Эльза же с немалым удовольствием ждала освобождения, так как напыщенность и влюбленные вздохи молодого человека становились ей невтерпеж. Адриан же притворялся больным, чтобы пролежать в постели лишнюю неделю и постоянно находиться в обществе Эльзы. Но час настал, и Адриан думал, что пришла пора приподнять завесу, скрывавшую его чувства, и дать Эльзе заглянуть в его душу. Он приготовился к этому событию. Скука пребывания в заключении ему значительно помогла в составлении трогательной и искусной речи, в которой он, благородный кавалер, намеревался принести к ногам простой, но богатой и привлекательной девушки свою драгоценную персону и свое состояние.
Однако, когда настала решительная минута и Эльза подала Адриану руку, чтобы вывести его из комнаты, вдруг все красиво составленные фразы исчезли, и колени стали у него подгибаться от слабости, на этот раз не вымышленной. Эльза вовсе не выглядела девушкой, которой молодой человек готов сделать предложение. Она была слишком холодна и серьезна, не догадывалась о чем-либо необычайном, ожидавшем ее. Адриан чувствовал себя растерянным, однако решиться было необходимо.
Сделав отчаянное усилие, Адриан овладел собой и начал с одной из своих фраз, не самой удачной, но первой, пришедшей ему на память.
— Мои опустившиеся крылья готовы подняться на просторе, — начал он, — но хотя мое сердце рвется, как сердце дикого сокола, я должен сказать вам, прелестная Эльза, что в той золоченой клетке, — он указал на постель, — я…
— Боже мой!
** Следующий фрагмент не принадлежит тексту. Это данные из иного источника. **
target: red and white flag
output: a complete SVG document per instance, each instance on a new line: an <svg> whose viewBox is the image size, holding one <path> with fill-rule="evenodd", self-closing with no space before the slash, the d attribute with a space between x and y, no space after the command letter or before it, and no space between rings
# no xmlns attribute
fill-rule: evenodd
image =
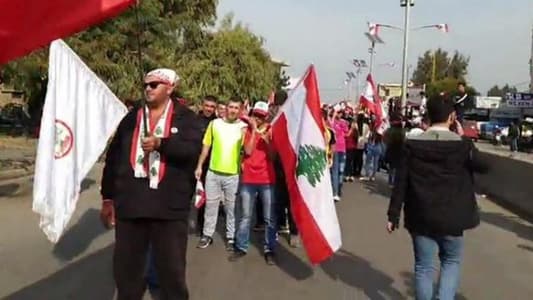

Хеер Адриан, — прервала его встревоженная Эльза, — что с вами? У вас голова закружилась?
— Она не понимает. Бедная девочка, где ей понять? — проговорил он вполголоса, в сторону, как на сцене, а затем продолжал вслух: — Да, моя дорогая, обожаемая, у меня закружилась голова, закружилась голова от благодарности этим прелестным ручкам, от восхищения этими чудными глазами…
Тут Эльза, не в силах дольше сдерживаться, разразилась веселым смехом, но видя, что лицо ее поклонника становится снова таким, каким оно было в столовой, когда у него лопнул сосуд, пересилила себя и сказала:
— О, хеер Адриан, не тратьте всю эту поэзию на меня: я слишком глупа, чтобы оценить ее.
— Поэзию! — воскликнул он. — Я не стихи читаю вам.
— Что же это такое? — спросила она, но в следующую же минуту готова была откусить себе язык.